By Kevin Adams
In Stegenga v. Economical Mutual Insurance Company, the plaintiff brought a court action seeking damages related to the administration of her accident benefits claim based on alleged bad faith, negligence and fraud on the part of her insurer, Economical.
The defendant brought a Rule 21 motion to strike the plaintiff’s statement of claim, arguing the claim was barred by s.280 of the Insurance Act, which provides that disputes “in respect of an insured person’s entitlement to statutory accident benefits or in respect of the amount of statutory accident benefits to which an insured person is entitled” be brought before the Licence Appeal Tribunal (“LAT”).
The plaintiff argued that although the legislation prevented her from suing for accident benefits, it did not prevent her independent claims for bad faith in the handling of her accident benefits claim.
The question before the Court was thus whether a dispute “in respect of an insured person’s entitlement to statutory accident benefits or in respect of the amount of statutory accident benefits to which an insured person is entitled” includes a claim stemming from the insurer’s administration of accident benefits fraudulently, negligently or in bad faith.
In interpreting s.280, the Court noted that the phrase “in respect of” is a very broad expression, intended to convey “some connection between two related subject-matters”. It was also noted that the legislation’s objective of reducing the cost of litigation would be defeated if the exclusive jurisdiction of the LAT could be defeated by a clever pleading.
The Judge concluded that “there is no reason to doubt that the legislature, in enacting the present s. 280 of the Insurance Act, intended to deprive a claimant of resort to the court at first instance whenever the claim is based on denial of accident benefits, no matter how the denial is characterized in legal terms.”
As such, the statement of claim was struck and it was held that the LAT had exclusive jurisdiction to decide the claim at first instance.
This decision was appealed to the Court of Appeal and the appeal was dismissed. In its decision released July 19, 2019 (2019 ONCA 615), the Court of Appeal agreed with the Judge’s reasoning and stated:
 Neither the legal characterization of the cause of action asserted against the insurer nor the relief claimed determines whether a claim falls within the scope of the dispute resolution provisions. If the dispute relates to the insurer’s compliance with obligations to the insured concerning SABs, the timeliness of performance of those obligations and/or the manner in which they were administered, it falls within the broad reach of the dispute resolution provisions, and within the jurisdiction of the LAT. The prohibition on court proceedings will apply.  In this case, these conclusions apply to bar Ms. Stegenga’s action.

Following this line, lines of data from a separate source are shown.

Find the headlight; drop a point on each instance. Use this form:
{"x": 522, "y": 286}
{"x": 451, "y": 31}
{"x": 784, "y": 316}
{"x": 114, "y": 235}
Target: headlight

The Court of Appeal has therefore confirmed that there can be no stand-alone court action seeking bad faith damages arising from the handling of an accident benefits claim.
The LAT lacks jurisdiction to award consequential or punitive damages. However, if it finds that an insurer has unreasonably withheld or delayed the payment of benefits, the LAT can make a special award equivalent to a maximum of 50% of the benefits to which the insured is entitled at the time of the award, plus interest at a higher rate (2% per month, compounded monthly).